On its own, the incident appeared another example of “mission creep”, a consequence of what happens as US operations expand. But the real significance concerns the nature of the ISIS attack, which (says Military Times) involved about 125 operatives of ISIS attacking the village while “maneuvering in small units with 20 armed vehicles and several truck bombs”.
A capable force
This illustrates two things, both significant. The first is that while ISIS may be under intense pressure from the air-war, it can still organise a formidable operation involving over a hundred of its people in a tightly coordinated initiative. Military Times reports the ironic fact that ISIS used some US-made Humvees in its attack, probably drawn from the hundreds they looted from Iraqi army bases during their advances across northern Iraq in 2014.
Even more surprising, though, is that ISIS succeeded in infiltrating the force nearly five miles from its own territory without being observed by Kurdish or US intelligence. This is remarkable in the context of the very heavy resourcesbeing utilised by US forces: especially high levels of real-time observation, including reconnaissance drones, satellites, signals interception and numerous resources of human intelligence.
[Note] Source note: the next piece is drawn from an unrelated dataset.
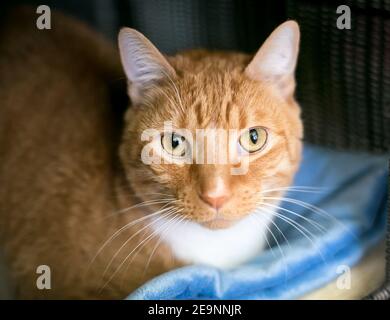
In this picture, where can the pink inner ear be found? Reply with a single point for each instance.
(278, 55)
(142, 62)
It is also worth noting that an ISIS paramilitary force of around 125 would have expected a huge US response after the attack, and were prepared for death. In the event, the US brought in F-15 and F-16 strike-aircraft, A-10 ground-attack aircraft, drones and even B-52 strategic bombers; these destroyed 20 ISIS vehicles, two truck-bombs, three mortar systems and even a bulldozer that the ISIS paramilitaries had used. An estimated 58 ISIS fighters were killed.
Charles Keating was the third American soldier to be killed in action against ISIS, compared with 28,000 ISIS paramilitaries, but the manner of his death illustrated the striking capabilities of the ISIS movement. If it really has lost up to a half of its fighting forces, as some US sources believe, it should be on its last gasp. The attack on Tel Askuf shows that to be very far from the truth.